BIA – Ele deve estar metido em mais alguma encrenca. Cabeça ele tem rija!
PATRICK – Eu não sei se vou poder vir. O papai disse que vamos regar amanhã em Zimbrão.
PAULITO – Vens quando acabares a rega. Não vais lá dormir!
PATRICK – Se acabarmos cedo…
PAULITO – Fico à vossa espera.
Despedem-se.
XXI CENA
Danilson anda na terceira classe. Juvêncio e Tonecas roubam em casa e vão vender na taberna do Lelenxo.
JUVÊNCIO (tira da sacola um saco de plástico) – Nhu Léla, mamã mandou-me vender-lhe este milho para eu ir comprar materiais de escola.
Lelenxo toma o saco, mede o milho e paga-lhe.
TONECAS (entrega-lhe um saco) – Minha mãe também mandou-me vender esses ovos para comprar caderno e lápis.
LELENXO (com o saco na mão) – Quantos ovos estão aqui?
TONECAS – Seis.
Lelenxo paga-lhe também e os dois saem comentando.
JUVÊNCIO – A tua mãe não te viu a roubar-lhe o milho?
TONECAS – Não. Enquanto eu estava na cozinha a esquentar cachupa, ela no quintal a pilar o milho, eu aproveitei e retirei o milho do tambor que estava na despensa e escondi rápido na minha sacola.
JUVÊNCIO – Eu também apanhei os ovos desde ontem à tarde. À noite, quando a mamã foi ver os ninhos, não encontrou lá ovos. Disse que se calhar as galinhas foram pôr ovos noutro sítio.
Riem-se e continuam a marcha.
XXII CENA
Danilson leva uma garrafa de grogue e alguns charros na sacola. Juvêncio e Tonecas estão empolgados. Pelixo admira onde é que encontraram dinheiro. Bebem grogue e fumam droga. O sino toca para entrada, Pelixo, sem dinheiro, volta para aula e Danilson, Tonecas e Juvêncio continuam a jogar.
XXIII CENA
Danilson dormita na aula. De vez em quando Pelixo belisca-o, ele acorda e volta a dormir. O sino toca para o intervalo, ele é o primeiro a levantar-se para sair. O Professor manda-o sentar, tal qual Juvêncio e Tonecas. Os outros meninos ficam curiosos, não saem da sala.
PROFESSOR – Danilson, Juvêncio e Tonecas, vão sentar-se, preciso falar convosco. Os outros meninos podem sair para o intervalo. (Para a equipa do Danilson) Porque é que faltaram a aula passada?
Danilson arregala os olhos.
TONECAS – Stor, Danilson estava com dor de cabeça, ficamos lá com ele.
JUVÊNCIO – É verdade, stor. Ele estava com muita dor, gemia e vomitava.
O professor passa-lhe a mão na cabeça, fala com ele cheio de pena, ele finge chorar.
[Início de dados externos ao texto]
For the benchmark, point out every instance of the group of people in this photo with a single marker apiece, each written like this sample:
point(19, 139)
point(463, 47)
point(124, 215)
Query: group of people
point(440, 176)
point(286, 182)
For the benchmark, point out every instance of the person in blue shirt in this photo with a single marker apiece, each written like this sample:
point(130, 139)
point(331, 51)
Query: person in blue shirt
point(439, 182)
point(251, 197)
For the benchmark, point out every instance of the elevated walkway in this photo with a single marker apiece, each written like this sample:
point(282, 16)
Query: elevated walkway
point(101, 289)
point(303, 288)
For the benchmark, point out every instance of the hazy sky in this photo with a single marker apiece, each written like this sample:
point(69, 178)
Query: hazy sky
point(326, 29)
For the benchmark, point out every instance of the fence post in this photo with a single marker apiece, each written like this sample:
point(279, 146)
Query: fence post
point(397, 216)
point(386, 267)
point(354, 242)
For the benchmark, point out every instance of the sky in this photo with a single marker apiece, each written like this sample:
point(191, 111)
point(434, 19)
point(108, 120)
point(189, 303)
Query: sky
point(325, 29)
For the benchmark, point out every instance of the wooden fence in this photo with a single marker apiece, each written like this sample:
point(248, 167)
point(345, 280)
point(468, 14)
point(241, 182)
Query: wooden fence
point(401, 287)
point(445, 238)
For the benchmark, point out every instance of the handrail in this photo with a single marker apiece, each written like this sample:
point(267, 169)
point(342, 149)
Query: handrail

PROFESSOR – Por isso é que ele está com os olhos vermelhos! Porque é que não me disseste que estavas com dor de cabeça? Coitadinho! Arruma as tuas coisas e vai para a casa. Diz a tua mãe para fazer-te um chá.
TONECAS – Stor, se nos deixasse, eu e o Juvêncio, acompanhamo-lo. A cabeça pode doer-lhe pelo caminho…
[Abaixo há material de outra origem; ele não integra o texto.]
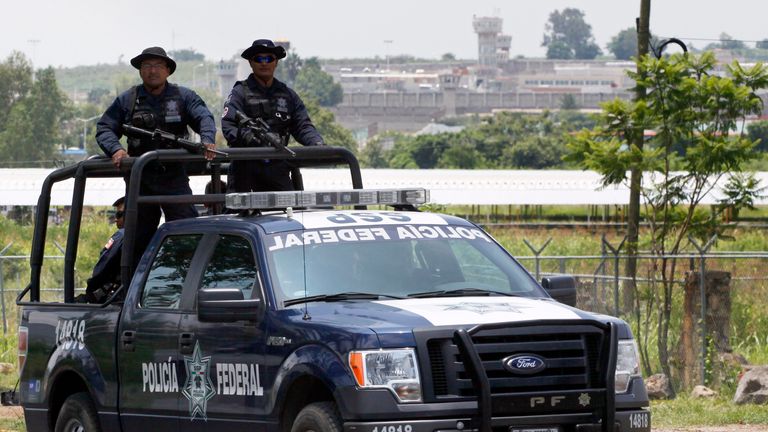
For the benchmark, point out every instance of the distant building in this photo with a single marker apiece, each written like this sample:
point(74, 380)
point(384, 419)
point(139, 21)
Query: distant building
point(227, 72)
point(492, 46)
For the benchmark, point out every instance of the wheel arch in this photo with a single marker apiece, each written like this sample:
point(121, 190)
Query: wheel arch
point(65, 384)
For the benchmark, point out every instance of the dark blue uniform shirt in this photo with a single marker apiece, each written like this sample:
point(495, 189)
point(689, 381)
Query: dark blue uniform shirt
point(299, 126)
point(110, 127)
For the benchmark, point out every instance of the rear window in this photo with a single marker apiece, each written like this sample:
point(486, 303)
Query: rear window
point(393, 260)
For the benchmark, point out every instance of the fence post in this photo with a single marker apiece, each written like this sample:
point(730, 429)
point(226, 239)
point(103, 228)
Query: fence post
point(615, 252)
point(703, 290)
point(536, 254)
point(2, 287)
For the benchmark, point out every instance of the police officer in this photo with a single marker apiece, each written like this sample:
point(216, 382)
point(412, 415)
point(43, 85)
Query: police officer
point(156, 104)
point(261, 95)
point(106, 274)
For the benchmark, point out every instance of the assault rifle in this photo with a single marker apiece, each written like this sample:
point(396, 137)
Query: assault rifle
point(262, 132)
point(190, 146)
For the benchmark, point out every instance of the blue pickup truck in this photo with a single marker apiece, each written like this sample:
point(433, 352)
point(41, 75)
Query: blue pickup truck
point(304, 311)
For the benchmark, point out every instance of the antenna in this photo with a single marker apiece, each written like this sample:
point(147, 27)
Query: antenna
point(34, 43)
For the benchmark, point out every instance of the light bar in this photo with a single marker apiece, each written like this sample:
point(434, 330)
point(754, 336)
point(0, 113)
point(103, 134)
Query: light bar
point(275, 200)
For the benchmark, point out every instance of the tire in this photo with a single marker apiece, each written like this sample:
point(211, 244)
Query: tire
point(78, 415)
point(317, 417)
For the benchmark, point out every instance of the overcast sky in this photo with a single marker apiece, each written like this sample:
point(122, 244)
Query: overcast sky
point(85, 32)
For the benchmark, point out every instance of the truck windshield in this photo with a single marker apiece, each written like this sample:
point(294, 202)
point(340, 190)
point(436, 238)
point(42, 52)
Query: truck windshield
point(393, 261)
PROFESSOR – Querem levá-lo?
JUVÊNCIO – Se nos deixar… Ya!
PROFESSOR – Obrigado. Arrumem os vossos livros, segurem nele e saiam. As melhoras, Danilson. Se não te sentires melhor não precisas de vir amanhã.
Colocam o Danilson no meio deles, abraçam-lhe e saem. Mal saem da porta para fora, soltam um do outro, correm e entram num pardieiro e voltam a jogar.